Nie odpowiedział. Stał tam, oniemiały, z szybko bijącym sercem. Zauważył? Ale… to niemożliwe, ugh… Czyżby zamierzał właśnie tera powiedzieć, żeby się od niego odczepił? Ale w takim razie po co przyprowadzał go tutaj?
Natłok myśli nie pozwalał mu racjonalnie myśleć. Zacisnął palce na barierce i po prostu bezmyślnie patrzył na BlackStara.

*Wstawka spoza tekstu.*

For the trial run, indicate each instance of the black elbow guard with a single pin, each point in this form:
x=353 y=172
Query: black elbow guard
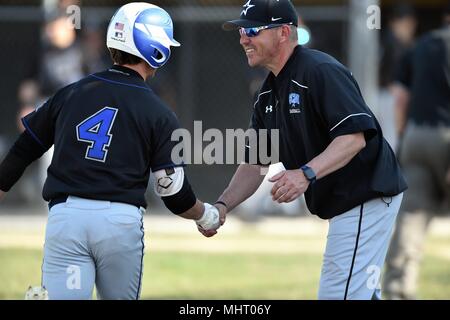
x=182 y=201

- Soul, muszę ci powiedzieć, że też ostatnio dużo myślałem. Może to, co teraz powiem wydaje ci się wręcz niewiarygodne… ale właśnie ryzykuję. Ryzykuję, cholera, wszystko. Reputację, przyjaźń… wszystko. – Nagle spoważniał. – Może lepiej jak przekażę ci to, co chcę powiedzieć… gestem. Słowa nie są moją mocną stroną, co sam zdążyłeś już zauważyć. – Pochylił się nad nim i po krótkiej chwili wahania przywarł ustami do ust Soula.
Białowłosy początkowo zamarł, otwierając szeroko oczy ze zdziwienia. To nie mogło dziać się naprawdę… a jednak. Jasna cholera, to było PRAWDZIWE!
Wtem oprzytomniał. Musiał mu pokazać, że również chce zaryzykować. Oddał nieśmiały pocałunek, który zerwali dopiero po kilku długich minutach.
BlackStar się uśmiechał, na nowo pełen energii i radości. Na ten widok Soul poczuł, że jego usta same rozciągają się w uśmiechu. Poczuł, że będzie warto… i za nim w świecie nie pozwoli, aby ludzie zniszczyli to, co właśnie rozkwitało między nim i jego ukochanym. Nigdy w życiu.